Fancy has a big ol’ dark secret herself, which also gets revealed as “Grand Isle” lumbers towards its obvious conclusion, and Buddy pits Walter and Fancy against each other hoping to come out on top.

It is disappointing that this flimsy B-movie isn’t better, because once it sets up its formulaic plot, it could have been both naughty and wild. Fancy and Buddy have an intimate scene when he catches her taking a bubble bath and singing “Strange Fruit,” while drinking wine. Their kiss in this scene indicates some of the pent-up passions these lonely and married-to-others characters feel. But “Grand Isle” skimps on providing a sex scene. Instead, there is a brief post-coital moment where the nude lovers get up and dressed. Why build up the sexual tension if you ain’t gonna show any sex?

The murdering-the-wife subplot also feels like a cheat. Besides being ludicrous (in a good-bad way), the action that transpires when Walter urges Buddy to kill Fancy is badly executed and edited. There are no real thrills here, and there also doesn’t seem to be much at stake.

Most of “Grand Isle” unfolds as the arrested for murder Buddy recounts “what happened” to Detective Jones (Grammer). Jones goes on about faith and sin and he doesn’t believe Buddy, who maintains he is innocent. Viewers won’t much care if Buddy is guilty. It could almost be ironic fun if he was punished for a crime he didn’t commit, or if he gets away with murder. But “Grand Isle” is — spoiler alert — never that clever.
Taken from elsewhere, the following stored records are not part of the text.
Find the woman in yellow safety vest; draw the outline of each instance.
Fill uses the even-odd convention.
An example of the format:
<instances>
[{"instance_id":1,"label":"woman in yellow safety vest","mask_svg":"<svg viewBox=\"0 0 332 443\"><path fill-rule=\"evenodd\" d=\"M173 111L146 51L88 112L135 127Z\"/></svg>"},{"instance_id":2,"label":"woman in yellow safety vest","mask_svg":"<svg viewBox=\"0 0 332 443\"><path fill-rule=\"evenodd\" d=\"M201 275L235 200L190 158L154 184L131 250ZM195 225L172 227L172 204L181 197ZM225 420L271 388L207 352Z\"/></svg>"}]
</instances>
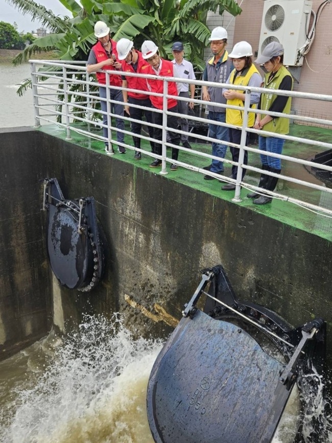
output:
<instances>
[{"instance_id":1,"label":"woman in yellow safety vest","mask_svg":"<svg viewBox=\"0 0 332 443\"><path fill-rule=\"evenodd\" d=\"M266 74L264 76L263 87L269 89L281 89L291 91L293 89L293 78L290 73L283 66L283 46L279 42L272 41L269 43L258 57L255 63L263 64ZM277 95L270 91L264 92L260 96L258 108L262 111L280 112L284 114L291 113L291 98L287 94ZM267 114L257 114L255 129L263 129L269 132L274 132L278 135L288 134L289 132L289 118L283 116L273 116ZM275 154L281 154L284 143L284 138L280 136L266 135L264 133L258 136L258 146L261 151L266 151ZM260 154L262 169L269 171L274 174L280 174L281 170L281 160L276 157ZM268 191L274 191L277 185L278 178L272 175L262 174L260 176L259 188ZM252 192L247 196L254 199L255 204L266 204L272 201L269 195L260 195Z\"/></svg>"},{"instance_id":2,"label":"woman in yellow safety vest","mask_svg":"<svg viewBox=\"0 0 332 443\"><path fill-rule=\"evenodd\" d=\"M252 48L247 41L240 41L233 48L233 50L228 55L232 59L234 68L231 72L226 83L230 85L236 86L250 86L259 87L262 86L262 79L256 67L252 64ZM227 105L233 106L244 107L245 94L244 90L229 89L223 90L223 95L227 99ZM259 101L259 94L252 92L250 97L250 107L254 108L256 104ZM230 125L241 127L243 123L243 111L240 109L232 109L227 108L226 110L226 122ZM248 127L252 128L254 125L255 114L254 112L250 112L248 114ZM242 130L236 128L229 128L228 134L229 141L231 143L240 145L241 139ZM249 133L246 133L246 145L249 142ZM234 146L230 147L232 154L233 161L239 163L240 149ZM248 151L245 151L244 165L248 164ZM246 170L242 170L242 179ZM233 165L232 166L232 174L231 178L236 179L238 174L238 166ZM223 191L232 191L235 189L235 184L228 183L222 186Z\"/></svg>"}]
</instances>

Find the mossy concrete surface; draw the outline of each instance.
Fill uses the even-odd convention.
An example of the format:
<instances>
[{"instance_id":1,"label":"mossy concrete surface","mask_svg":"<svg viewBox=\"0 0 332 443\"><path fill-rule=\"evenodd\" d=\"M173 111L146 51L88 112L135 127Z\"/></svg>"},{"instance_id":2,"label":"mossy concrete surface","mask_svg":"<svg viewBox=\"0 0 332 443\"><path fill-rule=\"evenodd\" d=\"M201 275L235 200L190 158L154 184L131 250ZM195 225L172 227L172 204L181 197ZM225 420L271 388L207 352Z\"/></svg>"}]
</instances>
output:
<instances>
[{"instance_id":1,"label":"mossy concrete surface","mask_svg":"<svg viewBox=\"0 0 332 443\"><path fill-rule=\"evenodd\" d=\"M55 292L67 330L83 313L110 316L120 312L138 334L167 334L171 327L148 318L125 296L151 313L158 306L179 319L200 281L199 270L219 263L239 298L264 305L294 326L322 317L330 333L331 239L324 230L321 235L315 231L311 222L296 226L286 209L278 216L287 202L258 209L244 199L235 204L229 193L222 194L217 180L207 182L198 173L179 168L162 176L149 168L147 155L138 161L129 150L109 156L100 142L82 147L82 139L79 144L65 137L59 129L1 134L0 184L8 200L0 221L5 251L0 261L4 352L17 319L34 323L35 297L43 310L46 332ZM45 177L57 178L66 198L96 200L107 240L106 271L90 293L55 288L46 251L46 217L40 211ZM294 206L296 211L304 210ZM21 250L26 251L20 261ZM20 277L22 261L27 275ZM20 301L6 301L13 299L29 300L25 313ZM33 339L20 334L17 342Z\"/></svg>"}]
</instances>

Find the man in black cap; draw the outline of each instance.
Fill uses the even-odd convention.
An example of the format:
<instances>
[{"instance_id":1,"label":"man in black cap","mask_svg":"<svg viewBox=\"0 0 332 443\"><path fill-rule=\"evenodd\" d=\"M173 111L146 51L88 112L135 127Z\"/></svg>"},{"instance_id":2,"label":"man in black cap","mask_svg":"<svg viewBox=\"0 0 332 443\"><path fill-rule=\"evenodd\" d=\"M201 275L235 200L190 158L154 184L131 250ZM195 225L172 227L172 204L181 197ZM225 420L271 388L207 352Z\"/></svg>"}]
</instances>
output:
<instances>
[{"instance_id":1,"label":"man in black cap","mask_svg":"<svg viewBox=\"0 0 332 443\"><path fill-rule=\"evenodd\" d=\"M183 45L181 41L176 41L172 46L174 60L172 60L174 66L174 77L181 79L188 80L196 80L194 68L192 64L183 58L184 48ZM190 97L194 99L195 96L195 85L188 83L178 83L178 92L179 97L188 98L188 92L190 89ZM188 107L192 109L194 108L194 102L182 100L178 101L178 108L179 112L188 115ZM188 126L188 119L186 118L180 119L180 126L182 131L188 132L189 127ZM183 134L181 134L181 141L182 146L188 149L191 149L192 147L188 141L188 135Z\"/></svg>"}]
</instances>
Cage does not seem to be having any fun in his role, which is another reason the film is disappointing. Even when he is slumming, Cage can inject some life into Walter by acting out, but when he lectures Buddy about death and gratitude, it’s a snooze. 
 At least KaDee Strickland has some verve as the sexpot Fancy. Watching her walk down the stairs in a sheer bathrobe and heels singing Gershwin is amusing, and she is fierce when she uses the business end of a knife on one of the men in the house during a critical moment. Strickland is the best thing in the film because she plays things up but never goes over the top.

As Buddy, Luke Benward is blandly handsome. (Brendan Fraser could have nailed the part back in the day). For all his naivete and cunning, Benward never makes Buddy particularly sympathetic — especially when he insists on going into the basement, rather than escaping the house when he has the chance. Benward should have been smooth and mysterious good ol’ boy, not a chump.

But “Grand Isle” is not about being smart. If it were, it would avoid contrivance. Not bad enough to be fun, nor good enough to be Southern Gothic, this flat film is just painfully mediocre.

"Grand Isle" will be released in theaters and on demand on Friday, Dec. 6.